4.6. Biochemical Assays
A cell-free system, the TnT® T7 Quick Coupled Transcription/Translation System Kit (Promega,
Mannheim, Germany) was used to determine and quantify the protein synthesis inhibition activity
of recombinant Md1RIP and Md2RIP as described by Shang et al. [34]. The prepared mixture was
incubated at 30 ◦ C for 10 min and chilled on ice. Subsequently, 2 µL PBS or PBS containing different
concentrations of proteins were added to the reaction mixture and incubated for 30 min at 30 ◦ C.
After addition of 35 µL nuclease-free water at room temperature, the reaction samples were transferred
to a luminometer plate (Greiner Labortechnik, Frickenhausen, Germany) containing 5 µL luciferase
assay reagent at 25 ◦ C. The relative luciferase activities of the samples were determined at 562 nm for
10 s using a microtiter top plate reader (Infinite 200, Tecan, Mannedorf, Switzerland) with an initial
delay of 2 s.
Agglutination assays using rabbit erythrocytes (BioMérieux, Marcy I’Etoile, France) were
performed in small glass tubes by mixing 10 µL purified recombinant Md2RIP, 10 µL of 1 M ammonium
sulphate and 30 µL of a 10% suspension of trypsin-treated rabbit erythrocytes. After 30 min at room
temperature, the agglutination was assessed visually.

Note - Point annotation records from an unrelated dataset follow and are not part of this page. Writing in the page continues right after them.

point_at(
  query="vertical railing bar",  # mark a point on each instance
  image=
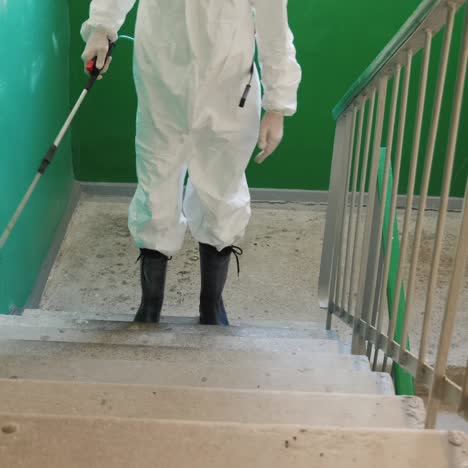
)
(464, 401)
(427, 172)
(343, 144)
(361, 195)
(453, 296)
(388, 161)
(410, 191)
(345, 199)
(396, 182)
(449, 160)
(375, 304)
(358, 342)
(352, 202)
(328, 249)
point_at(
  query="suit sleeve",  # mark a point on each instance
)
(281, 73)
(108, 16)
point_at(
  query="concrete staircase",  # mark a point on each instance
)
(96, 390)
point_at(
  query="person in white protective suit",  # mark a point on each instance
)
(192, 64)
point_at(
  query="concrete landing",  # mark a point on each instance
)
(180, 325)
(210, 404)
(31, 350)
(134, 337)
(198, 374)
(33, 441)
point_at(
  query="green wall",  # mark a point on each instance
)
(34, 98)
(336, 40)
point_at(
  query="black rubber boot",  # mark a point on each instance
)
(153, 280)
(214, 268)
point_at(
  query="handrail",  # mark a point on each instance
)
(419, 17)
(356, 263)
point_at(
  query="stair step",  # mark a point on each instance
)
(197, 373)
(210, 404)
(30, 350)
(173, 320)
(38, 320)
(89, 442)
(134, 337)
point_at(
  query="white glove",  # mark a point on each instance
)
(271, 134)
(97, 46)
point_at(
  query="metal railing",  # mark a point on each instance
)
(376, 134)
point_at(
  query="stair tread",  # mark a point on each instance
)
(38, 320)
(197, 372)
(209, 404)
(78, 442)
(174, 320)
(245, 358)
(134, 337)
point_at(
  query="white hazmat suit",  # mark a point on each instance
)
(192, 62)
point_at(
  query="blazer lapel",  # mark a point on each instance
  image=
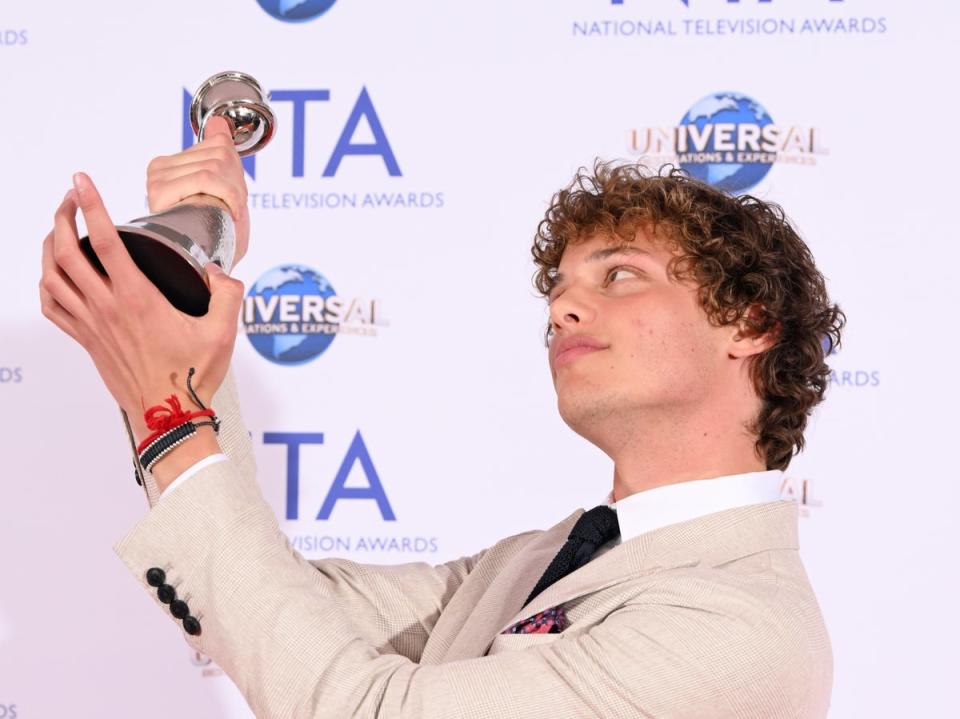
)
(712, 540)
(505, 594)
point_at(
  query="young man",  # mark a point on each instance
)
(687, 333)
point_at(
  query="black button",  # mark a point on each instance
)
(179, 608)
(166, 593)
(191, 626)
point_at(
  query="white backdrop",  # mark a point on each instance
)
(487, 109)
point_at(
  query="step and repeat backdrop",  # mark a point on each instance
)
(417, 146)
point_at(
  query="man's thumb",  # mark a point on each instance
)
(226, 295)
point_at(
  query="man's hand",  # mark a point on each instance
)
(141, 345)
(211, 167)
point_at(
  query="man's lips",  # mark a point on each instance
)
(569, 348)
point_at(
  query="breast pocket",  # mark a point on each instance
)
(517, 642)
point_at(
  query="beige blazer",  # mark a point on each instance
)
(713, 617)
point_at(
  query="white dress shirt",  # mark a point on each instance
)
(673, 503)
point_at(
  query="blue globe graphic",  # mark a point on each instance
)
(726, 107)
(296, 10)
(289, 348)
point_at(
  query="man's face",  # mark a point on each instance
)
(628, 338)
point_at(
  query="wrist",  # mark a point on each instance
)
(174, 463)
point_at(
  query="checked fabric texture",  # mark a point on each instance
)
(594, 529)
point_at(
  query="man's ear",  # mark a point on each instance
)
(753, 334)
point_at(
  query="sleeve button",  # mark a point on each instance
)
(166, 593)
(191, 626)
(156, 576)
(179, 608)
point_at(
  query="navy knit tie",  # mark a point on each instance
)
(594, 529)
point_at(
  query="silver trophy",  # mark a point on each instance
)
(172, 247)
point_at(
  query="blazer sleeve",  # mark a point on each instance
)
(274, 624)
(396, 607)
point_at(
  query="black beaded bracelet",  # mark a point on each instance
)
(166, 442)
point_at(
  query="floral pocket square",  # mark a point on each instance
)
(549, 621)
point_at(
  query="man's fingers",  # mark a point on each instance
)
(64, 249)
(226, 296)
(168, 192)
(56, 313)
(55, 284)
(104, 239)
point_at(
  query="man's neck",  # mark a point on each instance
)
(667, 453)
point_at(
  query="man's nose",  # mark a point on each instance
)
(570, 310)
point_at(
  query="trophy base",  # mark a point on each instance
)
(176, 278)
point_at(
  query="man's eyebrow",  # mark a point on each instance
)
(602, 255)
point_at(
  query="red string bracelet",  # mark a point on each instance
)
(162, 419)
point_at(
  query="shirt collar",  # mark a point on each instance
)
(672, 503)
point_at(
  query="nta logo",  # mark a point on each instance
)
(296, 10)
(292, 314)
(363, 113)
(728, 140)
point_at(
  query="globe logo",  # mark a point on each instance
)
(723, 133)
(287, 315)
(296, 10)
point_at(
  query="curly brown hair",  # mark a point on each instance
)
(749, 263)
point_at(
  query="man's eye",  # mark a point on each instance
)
(619, 273)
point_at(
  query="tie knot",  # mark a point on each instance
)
(596, 526)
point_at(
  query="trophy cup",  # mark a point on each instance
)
(172, 247)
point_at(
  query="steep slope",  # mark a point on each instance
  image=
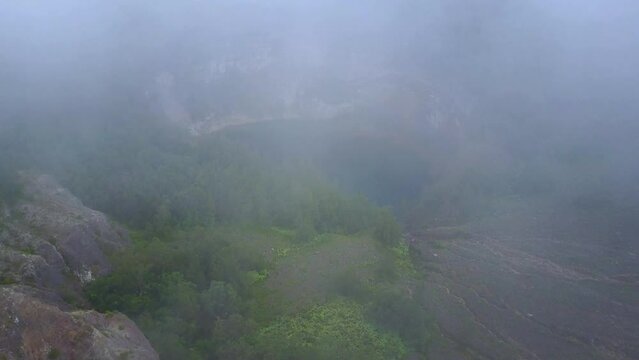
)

Glycan microarrays were printed as described previously [47]. The printed glycan array contains a
library of natural and synthetic glycan sequences representing major glycan structures of glycoproteins
and glycolipids. Array version 5.0 with 611 glycan targets, was used for the analyses with recombinant
Md2RIP [48].
4.7. Protein Deglycosylation
Recombinant MdRIPs were digested with N-glycosidase F (PNGase F) as described by
Al Atalah et al. [49]. Briefly, 2 µg of recombinant proteins were mixed in a volume of 10 µL denaturation
buffer (0.5% SDS and 0.04 M dithiothreitol). The samples were boiled at 100 ◦ C for 10 min and
cooled down to room temperature. To the denatured samples we added: 2 µL of 10× reaction buffer
(0.5 M sodium phosphate pH 7.5), 2 µL 10% NP-40, and 5.5 µL distilled water to reach a total volume
of 20 µL. The samples were incubated at 37 ◦ C for 4 h after adding 0.5 µL of PNGase F (1000 U·µL−1 )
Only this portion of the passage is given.